March 22, 2011: The Waseca County Sheriff’s Office responded to a call of a pipe bomb in a ditch in New Richland Township. The Bloomington Bomb Squad was called and detonated the bomb without any injuries.

March 24, 1971: Southwest Junior High principal Terrance Moriarity was appointed to a state commission on teacher ethics by Gov. Wendell Anderson.

March 25, 1971: Sanders Drug, at 107 Fountain St.,  became Minnesota’s first drive-in drug store.

March 26, 1971: Pat Fitzgerald and wife, Ev, were pictured in The Evening Tribune at Eddie’s Bar. Fitzgerald had recently purchased the bar from Eddy Dombrowski who had owned the establishment for 34 years.

 

National/International

1634: English colonists sent by Lord Baltimore arrived in present-day Maryland.

1776: Gen. George Washington, commander of the Continental Army, was awarded the first Congressional Gold Medal by the Continental Congress.

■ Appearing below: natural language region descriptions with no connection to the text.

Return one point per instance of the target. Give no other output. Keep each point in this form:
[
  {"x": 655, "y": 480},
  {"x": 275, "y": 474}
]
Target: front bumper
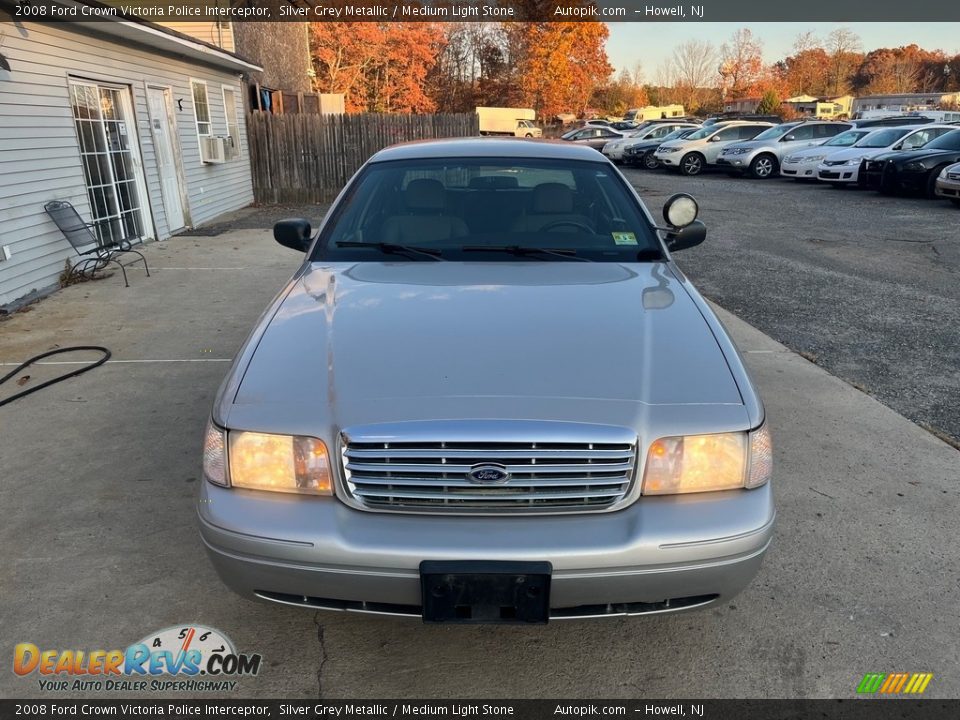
[
  {"x": 839, "y": 173},
  {"x": 948, "y": 188},
  {"x": 658, "y": 555}
]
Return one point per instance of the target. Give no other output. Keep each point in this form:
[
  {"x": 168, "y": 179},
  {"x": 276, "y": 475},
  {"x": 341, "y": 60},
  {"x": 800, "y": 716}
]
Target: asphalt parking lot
[
  {"x": 864, "y": 285},
  {"x": 99, "y": 478}
]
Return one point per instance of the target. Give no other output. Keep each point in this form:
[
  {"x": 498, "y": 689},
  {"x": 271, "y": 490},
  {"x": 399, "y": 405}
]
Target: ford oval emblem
[{"x": 488, "y": 474}]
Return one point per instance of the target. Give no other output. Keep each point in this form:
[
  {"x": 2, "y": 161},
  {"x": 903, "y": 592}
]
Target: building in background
[
  {"x": 141, "y": 128},
  {"x": 823, "y": 108}
]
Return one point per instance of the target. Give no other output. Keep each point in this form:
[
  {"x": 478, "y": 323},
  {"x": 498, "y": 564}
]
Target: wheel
[
  {"x": 932, "y": 181},
  {"x": 691, "y": 164},
  {"x": 764, "y": 167}
]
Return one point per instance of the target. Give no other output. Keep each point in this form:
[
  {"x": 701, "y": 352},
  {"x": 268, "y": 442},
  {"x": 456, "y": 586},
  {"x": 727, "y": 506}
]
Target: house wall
[{"x": 39, "y": 150}]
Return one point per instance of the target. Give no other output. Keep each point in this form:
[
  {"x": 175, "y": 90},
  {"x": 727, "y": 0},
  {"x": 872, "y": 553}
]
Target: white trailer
[{"x": 517, "y": 122}]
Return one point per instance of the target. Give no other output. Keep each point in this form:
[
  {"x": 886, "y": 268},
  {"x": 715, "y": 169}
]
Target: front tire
[
  {"x": 691, "y": 164},
  {"x": 764, "y": 167}
]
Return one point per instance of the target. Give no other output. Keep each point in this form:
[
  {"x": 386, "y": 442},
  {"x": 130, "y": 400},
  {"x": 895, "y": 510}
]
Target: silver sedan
[{"x": 488, "y": 394}]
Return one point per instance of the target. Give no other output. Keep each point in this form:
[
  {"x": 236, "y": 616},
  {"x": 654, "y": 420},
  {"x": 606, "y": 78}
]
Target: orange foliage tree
[
  {"x": 562, "y": 64},
  {"x": 379, "y": 67}
]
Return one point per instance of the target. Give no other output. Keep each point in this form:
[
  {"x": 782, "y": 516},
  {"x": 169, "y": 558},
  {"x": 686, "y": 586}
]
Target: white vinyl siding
[{"x": 40, "y": 154}]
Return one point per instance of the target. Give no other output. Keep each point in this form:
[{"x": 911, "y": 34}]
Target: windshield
[
  {"x": 774, "y": 132},
  {"x": 677, "y": 134},
  {"x": 884, "y": 138},
  {"x": 950, "y": 141},
  {"x": 846, "y": 139},
  {"x": 702, "y": 133},
  {"x": 447, "y": 205}
]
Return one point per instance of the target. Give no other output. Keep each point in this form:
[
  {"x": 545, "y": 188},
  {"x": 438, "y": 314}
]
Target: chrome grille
[{"x": 543, "y": 476}]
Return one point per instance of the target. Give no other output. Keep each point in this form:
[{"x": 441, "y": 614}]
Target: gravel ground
[{"x": 864, "y": 285}]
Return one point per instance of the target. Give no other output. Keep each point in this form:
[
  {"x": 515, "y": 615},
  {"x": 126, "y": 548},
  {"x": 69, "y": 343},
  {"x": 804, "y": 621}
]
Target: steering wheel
[{"x": 568, "y": 223}]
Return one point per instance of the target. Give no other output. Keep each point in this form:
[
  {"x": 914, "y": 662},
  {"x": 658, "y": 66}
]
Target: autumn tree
[
  {"x": 843, "y": 47},
  {"x": 741, "y": 63},
  {"x": 694, "y": 65},
  {"x": 561, "y": 65},
  {"x": 379, "y": 67}
]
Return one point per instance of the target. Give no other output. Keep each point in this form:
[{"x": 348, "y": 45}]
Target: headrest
[
  {"x": 552, "y": 199},
  {"x": 493, "y": 182},
  {"x": 424, "y": 194}
]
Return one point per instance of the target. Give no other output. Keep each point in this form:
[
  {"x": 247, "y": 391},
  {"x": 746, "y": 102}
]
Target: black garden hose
[{"x": 74, "y": 373}]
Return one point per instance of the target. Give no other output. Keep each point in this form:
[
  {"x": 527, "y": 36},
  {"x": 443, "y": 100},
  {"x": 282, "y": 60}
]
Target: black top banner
[
  {"x": 488, "y": 10},
  {"x": 472, "y": 709}
]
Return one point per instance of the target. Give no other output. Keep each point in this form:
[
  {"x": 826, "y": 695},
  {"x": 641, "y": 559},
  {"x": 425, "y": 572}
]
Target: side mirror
[
  {"x": 687, "y": 237},
  {"x": 680, "y": 210},
  {"x": 293, "y": 233}
]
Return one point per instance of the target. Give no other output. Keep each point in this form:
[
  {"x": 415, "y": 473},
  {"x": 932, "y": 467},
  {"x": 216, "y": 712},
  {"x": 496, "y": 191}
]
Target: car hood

1915: The U.S. Navy lost its first commissioned submarine as the USS F-4 sank off Hawaii, claiming the lives of all 21 crew members.

1931: In the so-called “Scottsboro Boys” case, nine young Black men were taken off a train in Alabama, accused of raping two white women; after years of convictions, death sentences and imprisonment, the nine were eventually vindicated.

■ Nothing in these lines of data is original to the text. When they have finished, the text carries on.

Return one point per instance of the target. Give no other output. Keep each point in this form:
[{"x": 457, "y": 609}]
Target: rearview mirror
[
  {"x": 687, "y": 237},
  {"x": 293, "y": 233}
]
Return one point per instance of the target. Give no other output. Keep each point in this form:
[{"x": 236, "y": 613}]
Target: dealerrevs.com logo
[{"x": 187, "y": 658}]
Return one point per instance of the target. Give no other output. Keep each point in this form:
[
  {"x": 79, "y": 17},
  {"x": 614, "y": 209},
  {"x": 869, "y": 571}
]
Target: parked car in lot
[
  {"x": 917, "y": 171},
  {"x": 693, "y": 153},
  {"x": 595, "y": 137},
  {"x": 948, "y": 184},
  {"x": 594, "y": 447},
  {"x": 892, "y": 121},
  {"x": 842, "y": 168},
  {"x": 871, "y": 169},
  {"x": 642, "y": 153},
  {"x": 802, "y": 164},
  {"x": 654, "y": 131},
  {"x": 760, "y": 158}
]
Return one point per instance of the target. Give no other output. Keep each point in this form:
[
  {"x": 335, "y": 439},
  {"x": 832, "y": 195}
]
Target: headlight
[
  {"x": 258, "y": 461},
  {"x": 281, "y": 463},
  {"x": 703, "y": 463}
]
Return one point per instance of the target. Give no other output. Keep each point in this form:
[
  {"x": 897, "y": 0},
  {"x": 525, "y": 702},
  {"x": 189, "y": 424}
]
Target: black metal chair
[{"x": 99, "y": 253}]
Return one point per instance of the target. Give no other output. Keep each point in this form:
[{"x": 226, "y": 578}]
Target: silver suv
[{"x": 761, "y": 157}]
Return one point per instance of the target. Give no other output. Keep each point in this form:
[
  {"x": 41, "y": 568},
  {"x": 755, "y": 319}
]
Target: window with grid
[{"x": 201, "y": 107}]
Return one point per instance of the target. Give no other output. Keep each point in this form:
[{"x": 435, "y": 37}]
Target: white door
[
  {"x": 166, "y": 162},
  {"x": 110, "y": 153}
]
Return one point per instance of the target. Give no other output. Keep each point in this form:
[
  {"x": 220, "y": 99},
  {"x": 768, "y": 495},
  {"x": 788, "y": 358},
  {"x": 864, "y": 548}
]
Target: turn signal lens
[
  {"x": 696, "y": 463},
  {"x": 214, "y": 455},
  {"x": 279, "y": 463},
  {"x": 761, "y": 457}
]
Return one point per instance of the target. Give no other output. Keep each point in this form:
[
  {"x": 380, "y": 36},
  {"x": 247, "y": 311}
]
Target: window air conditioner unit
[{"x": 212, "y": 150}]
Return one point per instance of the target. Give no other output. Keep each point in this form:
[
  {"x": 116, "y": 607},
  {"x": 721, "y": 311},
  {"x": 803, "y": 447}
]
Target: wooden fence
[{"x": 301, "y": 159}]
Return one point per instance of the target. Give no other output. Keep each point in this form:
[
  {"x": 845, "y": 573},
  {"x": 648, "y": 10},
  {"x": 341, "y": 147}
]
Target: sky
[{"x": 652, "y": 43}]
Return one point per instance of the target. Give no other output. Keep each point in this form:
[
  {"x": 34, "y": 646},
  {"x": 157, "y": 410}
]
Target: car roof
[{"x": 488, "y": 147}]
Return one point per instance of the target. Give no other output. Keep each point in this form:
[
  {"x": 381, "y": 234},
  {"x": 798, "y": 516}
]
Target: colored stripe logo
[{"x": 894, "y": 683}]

1947: A coal-dust explosion inside the Centralia Coal Co. Mine No. 5 in Washington County, Illinois, claimed 111 lives; 31 men survived.

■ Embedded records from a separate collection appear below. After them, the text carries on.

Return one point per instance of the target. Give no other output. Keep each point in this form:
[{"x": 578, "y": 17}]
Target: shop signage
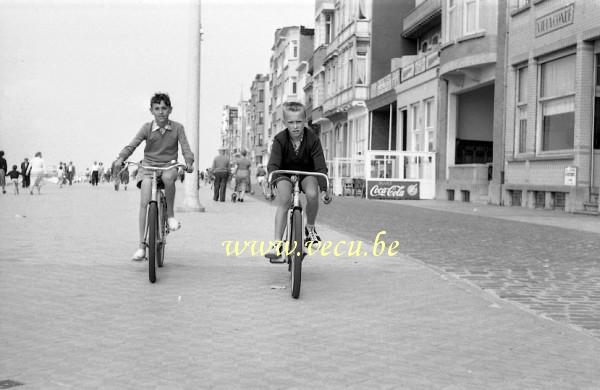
[
  {"x": 408, "y": 71},
  {"x": 392, "y": 190},
  {"x": 571, "y": 176},
  {"x": 555, "y": 20}
]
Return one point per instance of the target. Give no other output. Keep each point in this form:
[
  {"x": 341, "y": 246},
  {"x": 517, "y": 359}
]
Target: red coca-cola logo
[{"x": 395, "y": 191}]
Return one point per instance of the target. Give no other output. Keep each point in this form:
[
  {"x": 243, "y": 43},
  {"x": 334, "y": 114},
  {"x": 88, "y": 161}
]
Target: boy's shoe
[
  {"x": 173, "y": 224},
  {"x": 311, "y": 235},
  {"x": 139, "y": 255}
]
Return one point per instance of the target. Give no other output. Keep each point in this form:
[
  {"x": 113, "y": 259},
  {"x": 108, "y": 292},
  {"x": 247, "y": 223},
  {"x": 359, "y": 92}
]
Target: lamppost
[{"x": 191, "y": 201}]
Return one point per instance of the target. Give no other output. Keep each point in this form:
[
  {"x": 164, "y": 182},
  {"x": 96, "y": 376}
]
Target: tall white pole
[{"x": 191, "y": 201}]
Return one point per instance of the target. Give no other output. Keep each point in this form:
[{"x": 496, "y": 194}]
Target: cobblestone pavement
[
  {"x": 77, "y": 314},
  {"x": 550, "y": 270}
]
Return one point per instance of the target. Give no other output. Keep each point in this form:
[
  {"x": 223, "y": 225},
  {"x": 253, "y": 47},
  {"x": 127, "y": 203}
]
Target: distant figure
[
  {"x": 37, "y": 169},
  {"x": 3, "y": 170},
  {"x": 24, "y": 169},
  {"x": 60, "y": 175},
  {"x": 70, "y": 172},
  {"x": 220, "y": 170},
  {"x": 242, "y": 175},
  {"x": 14, "y": 178},
  {"x": 95, "y": 169}
]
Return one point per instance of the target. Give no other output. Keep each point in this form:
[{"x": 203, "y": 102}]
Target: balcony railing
[
  {"x": 359, "y": 28},
  {"x": 385, "y": 84},
  {"x": 343, "y": 100}
]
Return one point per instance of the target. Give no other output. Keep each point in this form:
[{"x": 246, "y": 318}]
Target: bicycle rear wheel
[
  {"x": 152, "y": 240},
  {"x": 297, "y": 243},
  {"x": 160, "y": 246}
]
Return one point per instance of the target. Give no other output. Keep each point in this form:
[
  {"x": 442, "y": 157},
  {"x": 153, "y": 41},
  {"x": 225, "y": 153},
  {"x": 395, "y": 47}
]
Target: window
[
  {"x": 350, "y": 73},
  {"x": 557, "y": 103},
  {"x": 429, "y": 128},
  {"x": 361, "y": 70},
  {"x": 521, "y": 110},
  {"x": 471, "y": 16},
  {"x": 452, "y": 18},
  {"x": 328, "y": 22}
]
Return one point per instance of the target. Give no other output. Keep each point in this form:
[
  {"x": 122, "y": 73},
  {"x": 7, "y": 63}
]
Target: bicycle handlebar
[
  {"x": 172, "y": 165},
  {"x": 327, "y": 199}
]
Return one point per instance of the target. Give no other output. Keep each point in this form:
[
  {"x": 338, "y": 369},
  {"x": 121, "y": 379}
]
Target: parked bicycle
[
  {"x": 157, "y": 228},
  {"x": 293, "y": 236}
]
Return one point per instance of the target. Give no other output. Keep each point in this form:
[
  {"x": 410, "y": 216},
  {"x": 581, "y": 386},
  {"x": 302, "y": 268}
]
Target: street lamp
[{"x": 191, "y": 201}]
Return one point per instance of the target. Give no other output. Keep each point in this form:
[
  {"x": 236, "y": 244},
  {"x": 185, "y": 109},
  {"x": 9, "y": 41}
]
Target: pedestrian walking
[
  {"x": 24, "y": 174},
  {"x": 14, "y": 179},
  {"x": 70, "y": 172},
  {"x": 37, "y": 169},
  {"x": 3, "y": 170},
  {"x": 95, "y": 177},
  {"x": 220, "y": 170},
  {"x": 60, "y": 174},
  {"x": 242, "y": 175}
]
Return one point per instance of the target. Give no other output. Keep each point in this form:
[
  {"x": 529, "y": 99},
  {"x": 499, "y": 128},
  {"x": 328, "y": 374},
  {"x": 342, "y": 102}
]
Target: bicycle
[
  {"x": 157, "y": 229},
  {"x": 293, "y": 234}
]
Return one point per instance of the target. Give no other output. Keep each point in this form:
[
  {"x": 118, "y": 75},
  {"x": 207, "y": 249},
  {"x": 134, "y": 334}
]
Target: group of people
[
  {"x": 29, "y": 169},
  {"x": 295, "y": 148},
  {"x": 65, "y": 173}
]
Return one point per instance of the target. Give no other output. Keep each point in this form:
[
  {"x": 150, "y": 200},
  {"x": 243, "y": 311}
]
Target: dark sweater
[{"x": 308, "y": 158}]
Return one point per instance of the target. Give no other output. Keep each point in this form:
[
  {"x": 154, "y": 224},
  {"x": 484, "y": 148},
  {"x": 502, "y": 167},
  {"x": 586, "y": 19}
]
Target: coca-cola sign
[{"x": 396, "y": 190}]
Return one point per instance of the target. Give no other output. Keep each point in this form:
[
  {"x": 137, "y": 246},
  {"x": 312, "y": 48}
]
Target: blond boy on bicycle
[
  {"x": 162, "y": 137},
  {"x": 297, "y": 148}
]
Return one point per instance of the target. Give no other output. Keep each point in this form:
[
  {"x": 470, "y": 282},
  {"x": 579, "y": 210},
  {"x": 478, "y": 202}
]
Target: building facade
[
  {"x": 258, "y": 118},
  {"x": 552, "y": 138},
  {"x": 292, "y": 46},
  {"x": 354, "y": 42}
]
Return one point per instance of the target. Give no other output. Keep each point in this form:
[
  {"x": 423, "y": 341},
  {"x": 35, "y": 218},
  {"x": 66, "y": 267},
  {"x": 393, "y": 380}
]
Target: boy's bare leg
[
  {"x": 145, "y": 194},
  {"x": 310, "y": 186},
  {"x": 169, "y": 177},
  {"x": 283, "y": 199}
]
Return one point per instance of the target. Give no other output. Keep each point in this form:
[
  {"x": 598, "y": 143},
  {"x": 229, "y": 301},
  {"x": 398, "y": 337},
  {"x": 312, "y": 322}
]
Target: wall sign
[
  {"x": 392, "y": 190},
  {"x": 571, "y": 176},
  {"x": 555, "y": 20}
]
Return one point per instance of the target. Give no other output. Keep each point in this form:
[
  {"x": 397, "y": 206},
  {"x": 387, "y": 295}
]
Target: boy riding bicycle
[
  {"x": 296, "y": 148},
  {"x": 162, "y": 137}
]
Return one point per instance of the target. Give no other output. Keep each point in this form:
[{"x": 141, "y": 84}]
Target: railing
[
  {"x": 341, "y": 101},
  {"x": 360, "y": 28},
  {"x": 386, "y": 83}
]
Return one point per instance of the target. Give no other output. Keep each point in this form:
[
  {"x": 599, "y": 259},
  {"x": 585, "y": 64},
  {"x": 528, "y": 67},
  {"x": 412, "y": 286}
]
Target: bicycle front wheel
[
  {"x": 152, "y": 240},
  {"x": 297, "y": 244}
]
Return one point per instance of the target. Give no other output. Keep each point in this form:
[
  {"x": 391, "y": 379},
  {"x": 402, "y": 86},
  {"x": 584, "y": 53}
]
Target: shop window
[
  {"x": 559, "y": 200},
  {"x": 466, "y": 195},
  {"x": 516, "y": 197},
  {"x": 539, "y": 199},
  {"x": 557, "y": 103},
  {"x": 521, "y": 110}
]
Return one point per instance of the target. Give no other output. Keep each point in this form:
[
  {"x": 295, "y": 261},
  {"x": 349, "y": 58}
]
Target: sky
[{"x": 76, "y": 77}]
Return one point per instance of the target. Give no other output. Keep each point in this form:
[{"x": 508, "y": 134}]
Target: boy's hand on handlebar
[{"x": 326, "y": 197}]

1954: RCA announced it had begun producing color television sets at its plant in Bloomington, Indiana.

1963: Private pilot Ralph Flores and his 21-year-old passenger, Helen Klaben, were rescued after being stranded for seven weeks in brutally cold conditions in the Yukon after their plane crashed.

1965: The Rev. Martin Luther King Jr. led 25,000 people to the Alabama state capitol in Montgomery after a five-day march from Selma to protest the denial of voting rights to Blacks. Later that day, civil rights activist Viola Liuzzo, a white Detroit homemaker, was shot and killed by Ku Klux Klansmen.

1985: “Amadeus” won eight Academy Awards, including best picture, best director for Milos Forman and best actor for F. Murray Abraham.

1987: The Supreme Court, in Johnson v. Transportation Agency, ruled 6-3 that an employer could promote a woman over an arguably more-qualified man to help get women into higher-ranking jobs.

1988: In New York City’s so-called “Preppie Killer” case, Robert Chambers Jr. pleaded guilty to first-degree manslaughter in the death of 18-year-old Jennifer Levin. (Chambers received 5 to 15 years in prison; he was released in 2003 after serving the full sentence.)

1990: 87 people, most of them Honduran and Dominican immigrants, were killed when fire raced through an illegal social club in New York City.

2010: Canadian opposition parties brought down the Conservative government in a no-confidence vote, triggering an election that gave Prime Minister Stephen Harper a clear Conservative majority in Parliament.

2016: A suicide bomber believed to be a teenager blew himself up in a soccer stadium south of the Iraqi capital, killing 29 people and wounding 60. The Rolling Stones unleashed two hours of thundering rock and roll on an ecstatic crowd of hundreds of thousands of Cubans and foreign visitors in Havana; the free concert came two days after President Barack Obama concluded his historic visit to Cuba.

2020: The Senate unanimously passed a $2.2 trillion economic rescue package steering aid to businesses, workers and health care systems engulfed by the coronavirus pandemic; the largest economic relief bill in U.S. history included direct payments to most Americans, expanded unemployment benefits and $367 billion for small businesses to keep making payroll while workers were forced to stay home. The number of U.S. deaths from the pandemic topped 1,000. Spain’s death toll rose past 3,400, eclipsing China’s, after a one-day spike of 700 fatalities. Royal officials said Britain’s Prince Charles had tested positive for the coronavirus.